In general though I don’t think learning hacking/pentesting can be any different to learning literally anything else: you get better by practising and by learning new techniques.
This applies to pretty much every job or skill… people see someone who is an expert in that area (while they are still a beginner themselves) and they ask them what the secret is to getting that good. 99% of the time the answer is a lot of practice. There’s no shortcut unfortunately. If there was then everyone would be an expert 
** Disclaimer **
I am not a professional pentester either.
What I did do is spend a lot of time and money in graduate school studying this. I hope that I can say this without being disrespectful, but I found it to be of very little use.
I was 100% lost when I started HTB. But if you’re taking a break between Netflix shows, or put down the Call of Duty for a second, it’s a great thing to put some music on in the background and start some enumeration. Then you see something odd… which leads you to another something odd… then you get user. It’s also been about 4 hours and you didn’t even notice it.

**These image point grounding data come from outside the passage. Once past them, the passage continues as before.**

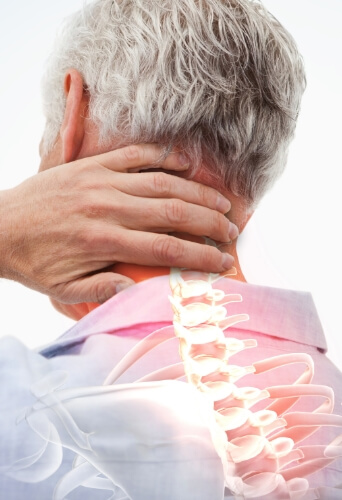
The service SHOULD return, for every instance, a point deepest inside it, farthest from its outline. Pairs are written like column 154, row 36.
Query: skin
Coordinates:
column 67, row 224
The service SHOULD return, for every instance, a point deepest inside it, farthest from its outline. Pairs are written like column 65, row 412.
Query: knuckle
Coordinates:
column 167, row 250
column 211, row 258
column 220, row 224
column 175, row 211
column 161, row 183
column 132, row 153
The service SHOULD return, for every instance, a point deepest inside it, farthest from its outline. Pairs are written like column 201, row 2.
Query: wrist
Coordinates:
column 6, row 234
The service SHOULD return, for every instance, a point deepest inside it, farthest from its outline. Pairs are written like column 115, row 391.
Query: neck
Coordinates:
column 140, row 273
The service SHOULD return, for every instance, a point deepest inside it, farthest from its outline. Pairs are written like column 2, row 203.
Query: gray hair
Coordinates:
column 221, row 80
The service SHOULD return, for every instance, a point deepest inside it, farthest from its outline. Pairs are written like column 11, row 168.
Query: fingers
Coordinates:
column 174, row 215
column 162, row 185
column 136, row 156
column 165, row 250
column 96, row 288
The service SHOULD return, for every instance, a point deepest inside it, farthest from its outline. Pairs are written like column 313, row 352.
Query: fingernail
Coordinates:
column 122, row 286
column 233, row 231
column 223, row 205
column 227, row 261
column 183, row 160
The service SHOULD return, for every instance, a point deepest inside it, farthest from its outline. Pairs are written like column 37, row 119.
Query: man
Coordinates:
column 220, row 82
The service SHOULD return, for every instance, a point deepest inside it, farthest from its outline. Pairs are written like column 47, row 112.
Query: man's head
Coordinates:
column 220, row 79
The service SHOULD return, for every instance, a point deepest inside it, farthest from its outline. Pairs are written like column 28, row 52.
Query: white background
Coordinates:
column 298, row 222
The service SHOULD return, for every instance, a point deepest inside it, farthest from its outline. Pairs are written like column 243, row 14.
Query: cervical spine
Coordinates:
column 257, row 448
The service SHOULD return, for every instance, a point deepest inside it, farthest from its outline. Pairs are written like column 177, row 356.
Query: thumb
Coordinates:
column 96, row 288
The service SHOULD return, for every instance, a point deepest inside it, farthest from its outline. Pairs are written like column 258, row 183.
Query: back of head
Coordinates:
column 220, row 79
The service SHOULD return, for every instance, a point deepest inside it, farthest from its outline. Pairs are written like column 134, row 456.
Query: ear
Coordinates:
column 72, row 129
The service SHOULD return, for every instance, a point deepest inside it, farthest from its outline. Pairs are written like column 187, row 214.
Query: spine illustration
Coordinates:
column 258, row 449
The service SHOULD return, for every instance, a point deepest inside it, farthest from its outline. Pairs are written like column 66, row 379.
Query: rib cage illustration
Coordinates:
column 259, row 449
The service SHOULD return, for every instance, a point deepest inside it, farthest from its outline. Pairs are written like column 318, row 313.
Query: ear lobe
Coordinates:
column 72, row 129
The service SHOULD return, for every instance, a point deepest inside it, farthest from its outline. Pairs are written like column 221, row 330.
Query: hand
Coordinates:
column 63, row 225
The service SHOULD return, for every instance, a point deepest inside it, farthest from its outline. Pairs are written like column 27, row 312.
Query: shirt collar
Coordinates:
column 286, row 314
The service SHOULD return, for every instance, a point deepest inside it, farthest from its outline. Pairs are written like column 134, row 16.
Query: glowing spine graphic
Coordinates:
column 257, row 448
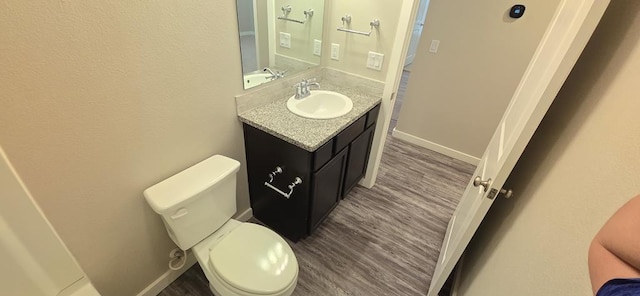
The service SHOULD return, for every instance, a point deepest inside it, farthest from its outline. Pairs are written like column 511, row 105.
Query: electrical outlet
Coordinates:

It’s not so much memorizing things rather than discovering the techniques and procedures that work for you. Get your method. Assemble the tools you like. Rock it.

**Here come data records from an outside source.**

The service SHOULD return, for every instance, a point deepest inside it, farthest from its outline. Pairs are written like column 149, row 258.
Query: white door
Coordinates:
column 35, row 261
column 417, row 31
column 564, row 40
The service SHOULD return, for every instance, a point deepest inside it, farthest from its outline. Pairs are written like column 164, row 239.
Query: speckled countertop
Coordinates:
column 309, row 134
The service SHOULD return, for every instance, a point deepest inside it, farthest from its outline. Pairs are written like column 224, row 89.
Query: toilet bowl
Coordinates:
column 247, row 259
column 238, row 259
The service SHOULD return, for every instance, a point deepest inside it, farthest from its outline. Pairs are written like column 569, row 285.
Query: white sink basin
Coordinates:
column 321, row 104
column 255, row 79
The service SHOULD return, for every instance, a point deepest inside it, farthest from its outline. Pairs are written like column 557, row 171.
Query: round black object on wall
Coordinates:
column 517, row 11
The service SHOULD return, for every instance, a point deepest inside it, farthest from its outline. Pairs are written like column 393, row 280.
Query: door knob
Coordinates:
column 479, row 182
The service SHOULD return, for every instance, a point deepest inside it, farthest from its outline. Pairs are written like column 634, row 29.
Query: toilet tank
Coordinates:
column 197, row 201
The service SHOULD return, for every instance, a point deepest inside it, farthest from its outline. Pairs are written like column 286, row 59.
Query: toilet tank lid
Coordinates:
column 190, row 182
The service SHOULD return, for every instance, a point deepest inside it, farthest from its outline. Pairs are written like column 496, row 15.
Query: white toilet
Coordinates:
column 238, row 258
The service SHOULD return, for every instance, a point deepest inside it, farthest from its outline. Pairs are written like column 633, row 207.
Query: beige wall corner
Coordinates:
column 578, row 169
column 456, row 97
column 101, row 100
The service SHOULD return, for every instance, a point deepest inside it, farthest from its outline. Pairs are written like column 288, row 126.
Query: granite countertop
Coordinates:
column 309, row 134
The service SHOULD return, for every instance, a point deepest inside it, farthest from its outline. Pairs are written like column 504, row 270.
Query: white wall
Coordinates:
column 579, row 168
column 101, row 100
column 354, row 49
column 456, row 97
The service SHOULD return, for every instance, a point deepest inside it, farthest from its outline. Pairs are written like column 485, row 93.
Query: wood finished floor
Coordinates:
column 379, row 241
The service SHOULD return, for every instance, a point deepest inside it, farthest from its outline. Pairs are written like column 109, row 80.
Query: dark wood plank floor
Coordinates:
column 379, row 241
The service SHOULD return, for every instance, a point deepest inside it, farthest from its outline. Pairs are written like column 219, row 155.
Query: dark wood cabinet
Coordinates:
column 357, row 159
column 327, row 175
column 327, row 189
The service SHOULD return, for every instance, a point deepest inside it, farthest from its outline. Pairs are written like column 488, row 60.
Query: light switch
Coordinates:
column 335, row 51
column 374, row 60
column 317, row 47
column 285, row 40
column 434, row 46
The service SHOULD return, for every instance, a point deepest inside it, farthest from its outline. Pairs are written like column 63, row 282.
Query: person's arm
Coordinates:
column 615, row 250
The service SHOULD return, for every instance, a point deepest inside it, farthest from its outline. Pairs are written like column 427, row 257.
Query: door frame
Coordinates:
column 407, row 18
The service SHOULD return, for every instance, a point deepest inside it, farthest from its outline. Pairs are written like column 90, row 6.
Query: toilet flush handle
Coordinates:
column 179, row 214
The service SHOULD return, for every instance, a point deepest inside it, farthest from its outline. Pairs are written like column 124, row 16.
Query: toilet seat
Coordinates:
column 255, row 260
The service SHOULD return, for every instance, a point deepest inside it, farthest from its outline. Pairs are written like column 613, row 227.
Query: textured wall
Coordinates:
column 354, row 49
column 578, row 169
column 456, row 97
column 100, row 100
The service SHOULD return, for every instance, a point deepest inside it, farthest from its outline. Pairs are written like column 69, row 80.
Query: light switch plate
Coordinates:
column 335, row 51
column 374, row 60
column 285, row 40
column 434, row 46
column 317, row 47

Give yourself permission to browse the forums for hints. Ask for help. No one knows everything, but in bunches, you start to get the idea. In most cases you’re closer than you think.
Pretty soon, people start asking you for help. You’ve gotten better and didn’t even realize it.
@MorpheusDark said:
Give yourself permission to browse the forums for hints. Ask for help. No one knows everything, but in bunches, you start to get the idea. In most cases you’re closer than you think.Pretty soon, people start asking you for help. You’ve gotten better and didn’t even realize it.
+1 couldn’t agree more
@MorpheusDark said:
Give yourself permission to browse the forums for hints. Ask for help. No one knows everything, but in bunches, you start to get the idea. In most cases you’re closer than you think.

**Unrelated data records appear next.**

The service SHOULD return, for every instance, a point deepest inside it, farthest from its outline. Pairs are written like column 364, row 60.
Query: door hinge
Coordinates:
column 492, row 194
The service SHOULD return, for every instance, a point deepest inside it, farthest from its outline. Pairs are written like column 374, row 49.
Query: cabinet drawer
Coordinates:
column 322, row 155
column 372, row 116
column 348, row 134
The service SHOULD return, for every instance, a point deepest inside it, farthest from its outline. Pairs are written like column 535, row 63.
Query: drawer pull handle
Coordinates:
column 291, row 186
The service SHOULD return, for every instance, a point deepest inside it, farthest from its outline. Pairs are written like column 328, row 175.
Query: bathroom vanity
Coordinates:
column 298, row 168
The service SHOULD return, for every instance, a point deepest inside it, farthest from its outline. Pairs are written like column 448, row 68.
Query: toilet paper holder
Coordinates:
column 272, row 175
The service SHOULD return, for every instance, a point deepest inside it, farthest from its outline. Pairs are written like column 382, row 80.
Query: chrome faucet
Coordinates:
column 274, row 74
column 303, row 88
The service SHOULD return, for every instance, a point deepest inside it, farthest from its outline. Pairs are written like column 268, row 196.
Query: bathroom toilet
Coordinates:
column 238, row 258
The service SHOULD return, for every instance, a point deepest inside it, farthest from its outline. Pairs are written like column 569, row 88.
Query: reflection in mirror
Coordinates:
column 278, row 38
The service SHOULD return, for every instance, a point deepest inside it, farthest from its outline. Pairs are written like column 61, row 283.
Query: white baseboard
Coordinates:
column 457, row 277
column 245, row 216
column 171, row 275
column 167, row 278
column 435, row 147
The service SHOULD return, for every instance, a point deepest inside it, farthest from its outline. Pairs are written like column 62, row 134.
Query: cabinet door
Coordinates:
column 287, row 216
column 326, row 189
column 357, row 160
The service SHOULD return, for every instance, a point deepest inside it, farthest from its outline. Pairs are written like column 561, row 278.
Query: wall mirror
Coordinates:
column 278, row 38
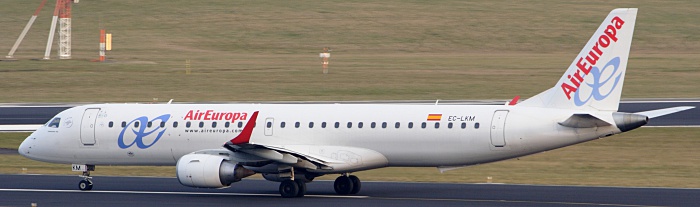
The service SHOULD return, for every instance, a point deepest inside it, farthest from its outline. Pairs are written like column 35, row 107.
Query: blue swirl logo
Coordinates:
column 599, row 82
column 141, row 133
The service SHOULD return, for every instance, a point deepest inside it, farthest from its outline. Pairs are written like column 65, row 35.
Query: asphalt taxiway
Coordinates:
column 52, row 190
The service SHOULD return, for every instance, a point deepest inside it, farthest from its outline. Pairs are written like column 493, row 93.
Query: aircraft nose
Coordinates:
column 25, row 147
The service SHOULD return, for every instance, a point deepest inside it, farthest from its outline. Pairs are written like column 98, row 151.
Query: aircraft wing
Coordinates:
column 663, row 112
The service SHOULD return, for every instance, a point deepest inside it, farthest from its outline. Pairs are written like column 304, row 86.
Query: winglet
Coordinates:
column 244, row 136
column 514, row 101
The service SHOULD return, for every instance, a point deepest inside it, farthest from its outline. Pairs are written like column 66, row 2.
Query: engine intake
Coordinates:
column 209, row 171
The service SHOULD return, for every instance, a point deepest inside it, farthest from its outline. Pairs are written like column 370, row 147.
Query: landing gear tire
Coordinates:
column 343, row 185
column 356, row 184
column 85, row 185
column 302, row 188
column 289, row 189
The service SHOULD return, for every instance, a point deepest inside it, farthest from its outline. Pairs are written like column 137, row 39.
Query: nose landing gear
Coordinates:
column 85, row 184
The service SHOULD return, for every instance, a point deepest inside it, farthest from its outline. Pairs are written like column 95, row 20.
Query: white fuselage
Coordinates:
column 453, row 136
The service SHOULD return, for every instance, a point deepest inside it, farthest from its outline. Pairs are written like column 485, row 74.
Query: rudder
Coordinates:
column 594, row 79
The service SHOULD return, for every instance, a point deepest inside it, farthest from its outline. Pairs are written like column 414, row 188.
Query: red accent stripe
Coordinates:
column 514, row 101
column 244, row 136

I think this is critically important and I couldn’t agree more.
There is nothing wrong with asking for assistance or looking things up. It is insane to think you need (or can) know everything about every possible exploit. As long as you learn from the help, asking for it makes absolute sense.
One thing I would add - and this is common to all CTF platforms - is that there is a pressure for unique exploitation paths.
For example (and I am using old boxes here so it isn’t a spoiler) - to root carrier you had to practice a BGP hijack to intercept traffic. I can’t imagine many people knew how to do that in advance or have done it on any other box here.
This isn’t a bad thing, but it does mean you can feel a bit overwhelmed with the number of topics you feel you need to “learn”.
I appreciate the discussion. It’s encouraging to hear that these things shouldn’t be overwhelmingly obvious to a beginner. Thanks to TazWake’s response before and now with the addition of other responses, I feel much better about not seeing the route right away.
My approach so far has been to just get as far as I can, collect as much interesting info as I can, and then peek at the writeup, even just to see the Skills Required/Skills Learned and I read up. I slowly work through, take notes, etc. until eventually I can get the flags. As another challenge to myself I like to not submit any flags unless I can reach them without a walkthrough. Not so much to memorize the steps but to solidify the things that stand out in a system so that I can recognize and give me a lead in future machines.
Having a lot of fun with it so thanks again for the encouragement!